Construction started on November 4, 1999, with its opening taking place on November 2, 2001. It has, as of 2012, a capacity of 200,000 square meters indoor and 100,000 square meters outdoor exhibition area. Expo Center facilities include 17 exhibition halls, conference rooms, and a business center. Hotel facilities and a subway station are located at one of the entrance halls of the center.
Total investment until 2011 was 591 million U.S. dollars.

Shanghai New International Expo Center Co., Ltd. is a Sino-German 50:50 joint venture of Shanghai Lujiazui Exhibition Development Co., Ltd. and the German Exposition Corporation International GmbH (GEC). GEC is a joint venture of Deutsche Messe AG, Messe Düsseldorf GmbH and Messe Munich GmbH. Since 2014, the German Michael Kruppe is general manager of the company.

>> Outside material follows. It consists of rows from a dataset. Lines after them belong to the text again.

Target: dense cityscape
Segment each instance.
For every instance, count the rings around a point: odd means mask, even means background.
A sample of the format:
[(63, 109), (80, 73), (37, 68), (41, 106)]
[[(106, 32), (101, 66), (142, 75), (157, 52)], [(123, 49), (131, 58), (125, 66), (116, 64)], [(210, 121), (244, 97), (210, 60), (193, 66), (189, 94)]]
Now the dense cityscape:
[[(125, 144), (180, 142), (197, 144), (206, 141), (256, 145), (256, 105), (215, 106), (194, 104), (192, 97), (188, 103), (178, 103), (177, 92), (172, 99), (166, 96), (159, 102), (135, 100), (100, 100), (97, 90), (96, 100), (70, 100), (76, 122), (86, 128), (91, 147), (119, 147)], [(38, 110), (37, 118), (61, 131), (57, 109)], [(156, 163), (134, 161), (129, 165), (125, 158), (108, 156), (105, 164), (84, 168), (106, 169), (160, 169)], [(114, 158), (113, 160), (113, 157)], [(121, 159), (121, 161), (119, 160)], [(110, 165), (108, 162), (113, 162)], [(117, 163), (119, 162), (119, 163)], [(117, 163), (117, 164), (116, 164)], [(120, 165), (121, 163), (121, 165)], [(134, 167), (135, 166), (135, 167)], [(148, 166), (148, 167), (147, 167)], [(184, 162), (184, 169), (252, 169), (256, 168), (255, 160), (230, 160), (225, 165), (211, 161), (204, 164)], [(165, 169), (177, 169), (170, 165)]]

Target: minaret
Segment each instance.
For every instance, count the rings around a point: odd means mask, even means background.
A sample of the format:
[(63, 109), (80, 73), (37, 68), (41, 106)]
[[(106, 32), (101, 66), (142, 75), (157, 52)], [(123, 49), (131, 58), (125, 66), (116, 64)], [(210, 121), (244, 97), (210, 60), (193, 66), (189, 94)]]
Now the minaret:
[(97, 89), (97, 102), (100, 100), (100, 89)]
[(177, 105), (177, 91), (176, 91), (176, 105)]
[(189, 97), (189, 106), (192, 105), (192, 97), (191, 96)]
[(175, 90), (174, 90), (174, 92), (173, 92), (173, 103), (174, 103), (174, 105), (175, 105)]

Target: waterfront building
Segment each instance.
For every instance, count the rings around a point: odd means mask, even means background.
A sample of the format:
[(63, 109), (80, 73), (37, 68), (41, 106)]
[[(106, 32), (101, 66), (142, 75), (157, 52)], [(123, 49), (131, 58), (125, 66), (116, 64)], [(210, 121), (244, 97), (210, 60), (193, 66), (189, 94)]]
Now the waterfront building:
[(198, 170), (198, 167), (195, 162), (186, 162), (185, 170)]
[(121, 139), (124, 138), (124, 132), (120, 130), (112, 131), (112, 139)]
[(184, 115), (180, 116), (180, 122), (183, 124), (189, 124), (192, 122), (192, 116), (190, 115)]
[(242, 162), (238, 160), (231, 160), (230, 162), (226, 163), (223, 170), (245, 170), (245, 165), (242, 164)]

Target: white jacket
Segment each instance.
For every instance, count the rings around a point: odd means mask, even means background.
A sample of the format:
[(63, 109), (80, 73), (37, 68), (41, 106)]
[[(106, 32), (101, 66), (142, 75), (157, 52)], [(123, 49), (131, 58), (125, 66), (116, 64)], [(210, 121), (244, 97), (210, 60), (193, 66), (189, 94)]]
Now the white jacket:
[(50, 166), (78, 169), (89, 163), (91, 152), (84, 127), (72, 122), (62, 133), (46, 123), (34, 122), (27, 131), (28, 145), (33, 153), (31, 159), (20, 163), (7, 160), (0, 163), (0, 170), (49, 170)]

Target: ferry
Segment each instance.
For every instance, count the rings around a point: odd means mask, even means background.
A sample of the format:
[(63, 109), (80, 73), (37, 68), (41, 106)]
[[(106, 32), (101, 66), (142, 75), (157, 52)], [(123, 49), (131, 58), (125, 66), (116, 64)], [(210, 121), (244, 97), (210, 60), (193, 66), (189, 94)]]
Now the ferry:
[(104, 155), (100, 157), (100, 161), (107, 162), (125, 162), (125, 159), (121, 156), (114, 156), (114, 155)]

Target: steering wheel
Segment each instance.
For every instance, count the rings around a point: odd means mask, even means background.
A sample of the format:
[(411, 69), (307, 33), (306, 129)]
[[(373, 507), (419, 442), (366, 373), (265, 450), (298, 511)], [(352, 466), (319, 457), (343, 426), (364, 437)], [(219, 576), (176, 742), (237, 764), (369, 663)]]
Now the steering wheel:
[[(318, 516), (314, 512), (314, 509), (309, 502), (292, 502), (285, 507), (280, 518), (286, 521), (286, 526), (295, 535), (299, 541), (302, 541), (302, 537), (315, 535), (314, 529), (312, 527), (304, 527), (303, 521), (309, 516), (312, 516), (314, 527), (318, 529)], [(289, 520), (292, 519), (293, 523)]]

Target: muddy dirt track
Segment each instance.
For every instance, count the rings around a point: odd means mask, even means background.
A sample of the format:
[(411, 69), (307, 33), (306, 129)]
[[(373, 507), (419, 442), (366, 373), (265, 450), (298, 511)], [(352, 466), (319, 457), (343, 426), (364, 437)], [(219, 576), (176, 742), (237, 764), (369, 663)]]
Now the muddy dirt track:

The United States design firm Murphy/Jahn Architects designed the center.

==Transportation==
Expo Center, including the 3 entrance halls and 17 halls (W1-W5, E1-E7, N1-N5), and the south Subway Station Connections.

===Rail Transit===
Shanghai Metro Huamu Road station, Longyang Road station
===Surface Bus===
Longyang Road Fangdian Road stop, Luoshan Road Huamu Road stop, Fangdian Road Meihua Road stop

== Covid-19 quarantine center ==
Since , it has been transformed into a quarantine center to support the new wave of the COVID-19 pandemic happening in Shanghai, along Shanghai World Expo Exhibition & Convention Centre.